Indiana State Police reports 943 meth lab busts occurred in Indiana, representing a 35 percent drop from the 1,452 incidents in 2015. In Lawrence County there were 6 ISP clandestine lab incidents - in Monroe County - 35; Daviess County - 16; Orange County - 11; Jackson County - 9; Greene County - 7; Washington County - 7; Martin County - 4; Brown County - 2.

In addition, the number of children removed from meth lab environments went down nearly half from the 291 cases in the same year. Over the past two years, child removals from Indiana meth labs declined more than 57 percent. Meth labs can easily catch fire and leave behind toxic contamination, causing costly injuries to first responders and meth cooks, while endangering innocent children and neighbors.

"While this significant decline in statewide meth lab incidents is encouraging, it is imperative we continue working to reduce the number of all drug-related incidents in Indiana," says State Rep. Bill Friend (R-Macy). "This meth lab epidemic has been affecting our entire state, especially our rural areas, for far too long. Hoosiers, particularly children, deserve neighborhoods that are safe from dangerous meth labs. We must also recognize and thank our local and state police who are working diligently to protect our communities."

Over the past three years, Indiana led the nation in meth lab incidents. During the 2016 session, Friend supported a new law to combat Indiana's growing number of meth labs. Friend said the law makes purchasing large amounts of pseudoephedrine, a common decongestant as well as a key ingredient used to manufacture meth, more difficult for meth cooks to obtain. The law also empowers local pharmacists to ensure law-abiding consumers maintain legitimate access to these cold medications.

"We're still obviously having to address domestic production - because it's still happening, but now we're able to dedicate some resources to investigating the importation of methamphetamine," says Indiana State Police Sgt.

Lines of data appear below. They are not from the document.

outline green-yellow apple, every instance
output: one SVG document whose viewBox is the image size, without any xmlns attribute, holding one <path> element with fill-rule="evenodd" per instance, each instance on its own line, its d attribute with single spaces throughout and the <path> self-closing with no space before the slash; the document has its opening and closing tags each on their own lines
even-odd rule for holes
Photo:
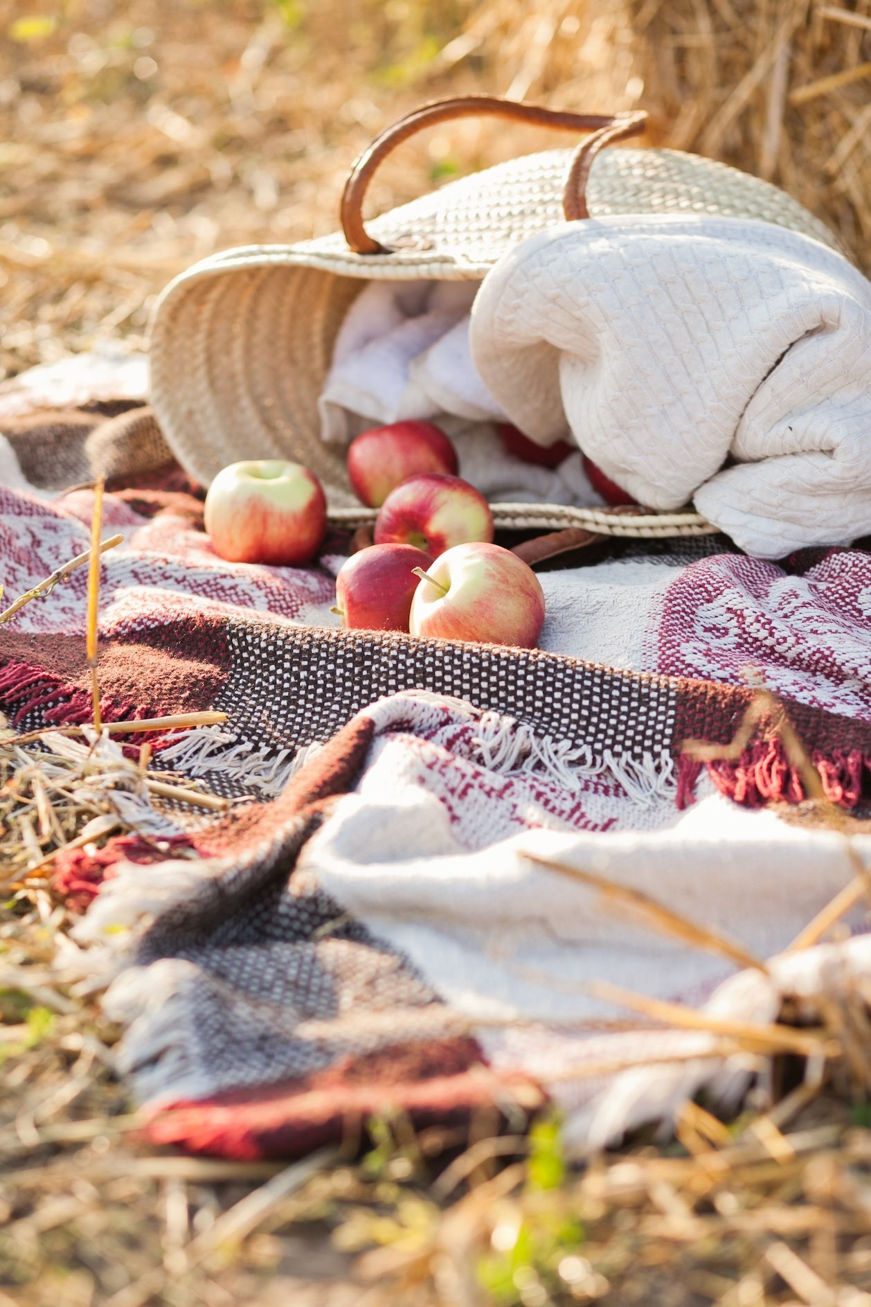
<svg viewBox="0 0 871 1307">
<path fill-rule="evenodd" d="M 351 440 L 347 451 L 354 494 L 370 508 L 380 508 L 390 490 L 419 472 L 454 476 L 457 468 L 457 451 L 434 422 L 373 426 Z"/>
<path fill-rule="evenodd" d="M 492 536 L 492 514 L 481 491 L 436 472 L 409 477 L 390 490 L 375 519 L 376 545 L 414 545 L 431 558 Z"/>
<path fill-rule="evenodd" d="M 205 529 L 215 553 L 230 562 L 298 567 L 311 562 L 324 540 L 326 498 L 300 463 L 231 463 L 209 486 Z"/>
<path fill-rule="evenodd" d="M 342 626 L 370 631 L 407 631 L 415 567 L 432 559 L 413 545 L 370 545 L 342 563 L 336 578 L 336 608 Z"/>
<path fill-rule="evenodd" d="M 454 545 L 418 572 L 411 635 L 484 640 L 530 650 L 545 622 L 545 593 L 522 558 L 500 545 Z"/>
</svg>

Mike Toles, north zone supervisor for the state police.

Toles says, the decrease in labs doesn't mean the problem has lessened.

"I hope people don't forget about methamphetamine," Toles adds. "We have a lot of meth addicts and we have a lot of people that have some serious issues that are self-medicating - whether it be through meth or heroin. That's something we need to get a grasp on here in the Midwest, and get them the help they need before they start self-medicating."